Osservatorio Politiche della famiglia a sostegno dell’assessore Rosanna Cardia

PISA – “A seguito degli attacchi ricevuti, esprimiamo sostegno e apprezzamento alla dott.ssa Cardia, che dimostra di conoscere benissimo il gender tutt’altro che inesistente, descritto da una copiosa letteratura e vietato anche da atti normativi come ad esempio le Linee Guida Nazionali del M.I.U.R. (art. 1 comma 16 L. 107/2015) afferma Valerio Lago Presidente Osservatorio per le Politiche della Famiglia A.P.S.

“Educare al rispetto: per la parità tra i sessi, la prevenzione della violenza di genere e di tutte le forme di discriminazione”, pag.4; ma andrebbero lette e chi suppone di aver ragione a prescindere non si adopera in questa fatica.

Negare il gender è solo una strategia per affermarlo nell’inconsapevolezza generale, favorita e incoraggiata proprio dal negazionismo.

Il negazionismo  tipico di chi ha ben compreso che la strategia del lupo travestito da agnello (ammantarsi di un’ aurea positiva per fare del male) è la via migliore per raggiungere l’ obiettivo; proprio come i primi boss della mafia che una volta alla sbarra negarono persino l’ esistenza della mafia stessa. Negare, negare sempre persino l’ evidenza; lo fanno anche i fedifraghi più incalliti.
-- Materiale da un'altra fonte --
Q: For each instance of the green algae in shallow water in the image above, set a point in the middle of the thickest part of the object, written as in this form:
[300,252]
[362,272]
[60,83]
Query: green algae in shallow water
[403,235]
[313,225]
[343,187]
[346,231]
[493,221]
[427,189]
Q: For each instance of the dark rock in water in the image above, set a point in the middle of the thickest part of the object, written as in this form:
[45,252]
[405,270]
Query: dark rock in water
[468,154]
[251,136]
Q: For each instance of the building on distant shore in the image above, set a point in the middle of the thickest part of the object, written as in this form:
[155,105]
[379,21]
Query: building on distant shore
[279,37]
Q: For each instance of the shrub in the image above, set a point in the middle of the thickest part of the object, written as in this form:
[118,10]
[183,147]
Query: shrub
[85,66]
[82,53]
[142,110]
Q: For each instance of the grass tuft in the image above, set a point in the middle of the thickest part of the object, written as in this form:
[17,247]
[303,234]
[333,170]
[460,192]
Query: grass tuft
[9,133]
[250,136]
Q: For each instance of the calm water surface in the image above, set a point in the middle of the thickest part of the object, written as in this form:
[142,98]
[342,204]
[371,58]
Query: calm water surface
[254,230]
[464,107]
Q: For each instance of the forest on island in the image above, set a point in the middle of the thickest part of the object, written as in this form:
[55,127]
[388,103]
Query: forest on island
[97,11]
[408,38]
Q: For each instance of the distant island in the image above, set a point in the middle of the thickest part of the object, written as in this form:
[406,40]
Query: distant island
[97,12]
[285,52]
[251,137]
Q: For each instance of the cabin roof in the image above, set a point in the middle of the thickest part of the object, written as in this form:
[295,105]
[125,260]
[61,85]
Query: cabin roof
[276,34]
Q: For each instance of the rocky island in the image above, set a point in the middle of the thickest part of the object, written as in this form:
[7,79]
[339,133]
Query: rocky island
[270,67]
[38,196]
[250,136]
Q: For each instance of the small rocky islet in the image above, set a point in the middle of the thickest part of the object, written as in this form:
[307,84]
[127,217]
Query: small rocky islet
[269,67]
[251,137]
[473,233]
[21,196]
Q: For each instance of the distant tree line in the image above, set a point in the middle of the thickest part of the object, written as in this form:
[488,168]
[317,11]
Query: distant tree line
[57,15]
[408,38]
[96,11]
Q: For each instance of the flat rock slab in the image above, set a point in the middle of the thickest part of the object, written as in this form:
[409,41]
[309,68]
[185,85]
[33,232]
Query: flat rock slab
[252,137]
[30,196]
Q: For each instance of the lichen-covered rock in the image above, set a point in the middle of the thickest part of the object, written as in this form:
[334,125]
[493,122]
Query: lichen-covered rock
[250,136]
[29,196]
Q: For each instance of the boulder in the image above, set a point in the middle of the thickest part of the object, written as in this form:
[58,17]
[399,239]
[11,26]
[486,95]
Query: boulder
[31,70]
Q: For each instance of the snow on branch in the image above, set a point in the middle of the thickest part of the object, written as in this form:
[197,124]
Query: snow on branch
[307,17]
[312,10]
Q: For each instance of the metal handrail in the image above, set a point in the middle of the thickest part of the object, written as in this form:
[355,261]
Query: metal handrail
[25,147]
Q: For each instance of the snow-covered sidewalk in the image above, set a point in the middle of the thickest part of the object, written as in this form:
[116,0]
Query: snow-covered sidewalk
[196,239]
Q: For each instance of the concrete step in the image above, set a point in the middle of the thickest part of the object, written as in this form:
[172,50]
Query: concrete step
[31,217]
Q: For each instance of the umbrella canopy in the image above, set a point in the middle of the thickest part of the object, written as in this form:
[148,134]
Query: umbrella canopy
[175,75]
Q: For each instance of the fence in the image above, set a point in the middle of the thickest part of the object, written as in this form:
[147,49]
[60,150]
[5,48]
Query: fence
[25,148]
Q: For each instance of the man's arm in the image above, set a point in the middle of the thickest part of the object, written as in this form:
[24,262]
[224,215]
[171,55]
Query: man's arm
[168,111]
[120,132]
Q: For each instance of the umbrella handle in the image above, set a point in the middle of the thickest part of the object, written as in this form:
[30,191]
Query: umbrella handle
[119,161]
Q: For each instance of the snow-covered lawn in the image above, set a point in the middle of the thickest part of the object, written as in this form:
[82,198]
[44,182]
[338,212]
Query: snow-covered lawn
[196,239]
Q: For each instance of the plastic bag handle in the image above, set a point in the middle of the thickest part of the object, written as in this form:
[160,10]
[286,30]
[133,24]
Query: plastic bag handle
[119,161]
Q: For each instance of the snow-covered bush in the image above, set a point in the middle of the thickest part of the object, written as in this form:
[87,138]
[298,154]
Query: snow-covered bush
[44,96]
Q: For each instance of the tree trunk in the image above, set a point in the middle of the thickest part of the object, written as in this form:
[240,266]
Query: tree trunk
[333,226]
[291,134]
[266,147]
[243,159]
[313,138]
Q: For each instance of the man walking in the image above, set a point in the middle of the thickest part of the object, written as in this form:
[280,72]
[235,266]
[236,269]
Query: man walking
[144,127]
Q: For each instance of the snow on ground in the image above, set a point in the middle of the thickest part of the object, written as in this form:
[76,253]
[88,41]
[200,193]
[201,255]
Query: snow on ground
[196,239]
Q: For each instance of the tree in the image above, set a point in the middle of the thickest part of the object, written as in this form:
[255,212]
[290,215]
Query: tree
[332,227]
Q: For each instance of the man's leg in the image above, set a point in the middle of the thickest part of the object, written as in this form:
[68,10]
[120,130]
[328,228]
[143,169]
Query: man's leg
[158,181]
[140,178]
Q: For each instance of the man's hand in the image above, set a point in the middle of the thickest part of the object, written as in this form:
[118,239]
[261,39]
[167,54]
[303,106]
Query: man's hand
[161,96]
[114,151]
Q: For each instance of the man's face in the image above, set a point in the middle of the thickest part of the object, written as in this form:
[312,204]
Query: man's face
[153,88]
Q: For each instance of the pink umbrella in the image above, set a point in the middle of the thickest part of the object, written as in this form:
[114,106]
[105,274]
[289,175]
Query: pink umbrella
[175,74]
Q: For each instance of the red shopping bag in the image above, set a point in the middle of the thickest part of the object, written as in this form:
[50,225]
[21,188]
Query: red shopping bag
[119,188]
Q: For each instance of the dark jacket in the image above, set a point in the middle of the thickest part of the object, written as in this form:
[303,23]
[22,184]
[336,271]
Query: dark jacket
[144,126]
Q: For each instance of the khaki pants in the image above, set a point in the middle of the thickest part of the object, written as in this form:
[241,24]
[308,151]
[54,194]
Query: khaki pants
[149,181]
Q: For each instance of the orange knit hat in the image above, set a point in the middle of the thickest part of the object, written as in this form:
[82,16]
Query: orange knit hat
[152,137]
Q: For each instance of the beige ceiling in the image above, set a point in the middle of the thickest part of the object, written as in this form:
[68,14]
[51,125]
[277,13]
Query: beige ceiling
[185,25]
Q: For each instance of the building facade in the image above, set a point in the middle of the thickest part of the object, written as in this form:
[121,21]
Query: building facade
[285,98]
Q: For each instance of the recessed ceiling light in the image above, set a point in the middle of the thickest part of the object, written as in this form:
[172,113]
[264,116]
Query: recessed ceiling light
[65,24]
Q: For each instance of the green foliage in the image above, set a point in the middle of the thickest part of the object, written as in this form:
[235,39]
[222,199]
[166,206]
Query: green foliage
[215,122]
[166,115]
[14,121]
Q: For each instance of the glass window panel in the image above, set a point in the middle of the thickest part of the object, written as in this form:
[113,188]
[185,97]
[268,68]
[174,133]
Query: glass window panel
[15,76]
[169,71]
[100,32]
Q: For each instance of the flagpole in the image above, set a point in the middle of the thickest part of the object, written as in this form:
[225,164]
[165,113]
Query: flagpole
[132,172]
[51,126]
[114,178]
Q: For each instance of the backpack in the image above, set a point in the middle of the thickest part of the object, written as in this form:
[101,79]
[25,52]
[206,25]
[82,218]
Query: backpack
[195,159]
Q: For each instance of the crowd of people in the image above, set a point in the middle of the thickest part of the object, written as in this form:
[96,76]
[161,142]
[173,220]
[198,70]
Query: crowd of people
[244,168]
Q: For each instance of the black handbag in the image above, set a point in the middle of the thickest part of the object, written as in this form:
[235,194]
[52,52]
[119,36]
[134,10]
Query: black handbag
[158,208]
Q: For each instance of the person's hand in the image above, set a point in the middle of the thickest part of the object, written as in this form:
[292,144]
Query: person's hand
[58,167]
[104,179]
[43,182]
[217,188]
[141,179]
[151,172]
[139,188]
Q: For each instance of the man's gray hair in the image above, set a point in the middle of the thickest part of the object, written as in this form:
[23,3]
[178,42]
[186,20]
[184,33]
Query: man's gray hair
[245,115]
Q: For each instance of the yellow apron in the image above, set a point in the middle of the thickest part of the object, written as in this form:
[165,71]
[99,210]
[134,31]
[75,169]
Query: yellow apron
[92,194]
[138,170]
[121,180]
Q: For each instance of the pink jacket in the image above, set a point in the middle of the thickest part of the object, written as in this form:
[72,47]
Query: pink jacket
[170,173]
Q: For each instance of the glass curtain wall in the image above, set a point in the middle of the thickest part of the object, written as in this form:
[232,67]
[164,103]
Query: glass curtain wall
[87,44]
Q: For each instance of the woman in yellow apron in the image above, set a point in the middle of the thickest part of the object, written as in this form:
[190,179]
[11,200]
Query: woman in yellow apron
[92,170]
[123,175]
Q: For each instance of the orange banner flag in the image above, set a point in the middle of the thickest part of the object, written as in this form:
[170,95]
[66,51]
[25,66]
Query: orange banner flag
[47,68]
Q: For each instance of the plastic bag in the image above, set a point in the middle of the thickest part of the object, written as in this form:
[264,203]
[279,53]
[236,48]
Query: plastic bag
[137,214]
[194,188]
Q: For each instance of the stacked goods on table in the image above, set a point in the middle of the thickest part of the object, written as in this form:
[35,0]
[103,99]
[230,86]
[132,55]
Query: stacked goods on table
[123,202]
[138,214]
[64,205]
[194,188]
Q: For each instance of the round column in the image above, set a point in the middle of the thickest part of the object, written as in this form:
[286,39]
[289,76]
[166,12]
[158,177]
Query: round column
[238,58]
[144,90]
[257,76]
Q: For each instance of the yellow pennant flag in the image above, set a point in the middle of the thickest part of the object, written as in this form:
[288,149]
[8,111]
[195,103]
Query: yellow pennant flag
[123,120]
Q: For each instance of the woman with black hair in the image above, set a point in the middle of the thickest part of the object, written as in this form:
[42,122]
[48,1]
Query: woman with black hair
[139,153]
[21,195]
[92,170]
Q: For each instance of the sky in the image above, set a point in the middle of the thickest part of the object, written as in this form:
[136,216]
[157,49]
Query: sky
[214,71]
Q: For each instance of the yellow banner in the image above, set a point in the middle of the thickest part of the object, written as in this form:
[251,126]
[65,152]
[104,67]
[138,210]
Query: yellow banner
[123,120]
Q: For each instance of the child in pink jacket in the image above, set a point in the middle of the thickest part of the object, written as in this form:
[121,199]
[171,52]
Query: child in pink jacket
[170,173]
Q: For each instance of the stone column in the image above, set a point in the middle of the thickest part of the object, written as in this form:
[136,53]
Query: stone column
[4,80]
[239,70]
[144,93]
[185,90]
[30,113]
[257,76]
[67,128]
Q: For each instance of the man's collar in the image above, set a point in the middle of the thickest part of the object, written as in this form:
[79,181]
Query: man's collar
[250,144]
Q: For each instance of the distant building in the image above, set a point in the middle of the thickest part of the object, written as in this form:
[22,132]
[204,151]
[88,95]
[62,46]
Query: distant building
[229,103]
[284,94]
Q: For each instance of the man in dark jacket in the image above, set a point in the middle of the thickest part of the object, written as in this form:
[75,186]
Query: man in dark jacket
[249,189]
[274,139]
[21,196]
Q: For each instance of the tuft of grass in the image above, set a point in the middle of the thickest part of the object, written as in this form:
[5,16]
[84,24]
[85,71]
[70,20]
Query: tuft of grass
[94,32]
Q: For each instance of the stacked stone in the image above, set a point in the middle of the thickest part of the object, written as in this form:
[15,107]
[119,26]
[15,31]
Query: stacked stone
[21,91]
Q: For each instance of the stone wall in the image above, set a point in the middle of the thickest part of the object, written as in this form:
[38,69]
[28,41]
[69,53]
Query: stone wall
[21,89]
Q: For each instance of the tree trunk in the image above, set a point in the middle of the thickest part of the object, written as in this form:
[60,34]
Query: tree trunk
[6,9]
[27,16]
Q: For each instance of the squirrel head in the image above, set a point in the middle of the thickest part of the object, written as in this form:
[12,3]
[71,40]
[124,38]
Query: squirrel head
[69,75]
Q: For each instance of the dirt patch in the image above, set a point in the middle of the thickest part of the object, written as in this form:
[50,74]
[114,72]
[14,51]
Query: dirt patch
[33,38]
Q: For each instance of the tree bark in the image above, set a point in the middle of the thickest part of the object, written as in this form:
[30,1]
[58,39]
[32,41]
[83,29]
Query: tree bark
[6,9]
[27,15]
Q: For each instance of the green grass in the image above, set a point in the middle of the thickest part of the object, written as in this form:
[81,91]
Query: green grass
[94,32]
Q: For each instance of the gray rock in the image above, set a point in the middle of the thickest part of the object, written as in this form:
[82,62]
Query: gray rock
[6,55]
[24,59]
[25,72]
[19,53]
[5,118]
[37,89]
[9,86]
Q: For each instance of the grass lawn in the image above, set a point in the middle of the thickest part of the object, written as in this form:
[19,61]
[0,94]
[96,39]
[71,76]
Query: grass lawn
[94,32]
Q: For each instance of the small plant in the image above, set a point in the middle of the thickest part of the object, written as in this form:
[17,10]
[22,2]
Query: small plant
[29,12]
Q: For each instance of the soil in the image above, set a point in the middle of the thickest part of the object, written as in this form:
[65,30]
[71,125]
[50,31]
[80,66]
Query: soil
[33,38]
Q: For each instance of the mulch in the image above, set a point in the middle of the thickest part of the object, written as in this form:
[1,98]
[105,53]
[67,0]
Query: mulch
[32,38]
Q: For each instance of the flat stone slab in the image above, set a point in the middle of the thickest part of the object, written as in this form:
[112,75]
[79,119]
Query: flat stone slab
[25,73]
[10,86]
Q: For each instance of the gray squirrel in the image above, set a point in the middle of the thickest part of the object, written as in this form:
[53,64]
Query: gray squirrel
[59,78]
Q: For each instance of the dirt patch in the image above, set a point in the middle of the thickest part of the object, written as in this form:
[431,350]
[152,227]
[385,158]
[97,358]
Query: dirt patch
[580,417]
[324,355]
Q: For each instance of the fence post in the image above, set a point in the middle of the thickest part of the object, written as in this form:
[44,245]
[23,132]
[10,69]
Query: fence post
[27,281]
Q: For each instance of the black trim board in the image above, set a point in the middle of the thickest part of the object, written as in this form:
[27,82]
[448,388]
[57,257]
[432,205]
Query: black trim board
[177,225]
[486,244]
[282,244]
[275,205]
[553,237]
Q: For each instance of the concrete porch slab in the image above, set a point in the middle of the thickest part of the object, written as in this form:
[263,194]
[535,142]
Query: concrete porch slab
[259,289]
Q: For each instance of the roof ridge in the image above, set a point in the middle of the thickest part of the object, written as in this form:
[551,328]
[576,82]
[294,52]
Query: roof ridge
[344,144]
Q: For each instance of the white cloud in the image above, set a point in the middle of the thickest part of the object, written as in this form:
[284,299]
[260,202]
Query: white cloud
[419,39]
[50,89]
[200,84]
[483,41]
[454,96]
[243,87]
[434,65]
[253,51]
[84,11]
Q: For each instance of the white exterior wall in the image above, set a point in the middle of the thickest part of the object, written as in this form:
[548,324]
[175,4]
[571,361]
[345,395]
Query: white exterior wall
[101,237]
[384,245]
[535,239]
Ma il re è nudo da un pezzo, si nega l’ esistenza della teoria del gender ma poi la si espone nella bandiere arcobaleno; non è forse LGBT l’ acronicmo di  Lesbiche, Gay, Bisessuali e Transgender ?  Il gender non esiste dicono e tra un po’ ci verranno a raccontare che la Terra in fin dei conti è piatta.

Gli attacchi ricevuti dall’ Assessore Cardia (non assessora, né assessor*) dimostrano quanto abbia colpito nel segno. Se non ci fosse stata alcuna questione della propaganda gender nella scuole, allora perché risentirsi della sintetica affermazione dell’ Assessore “Mai più gender in classe” ? Perché ha colto nel segno e chi si vede smascherato reagisce con stizza.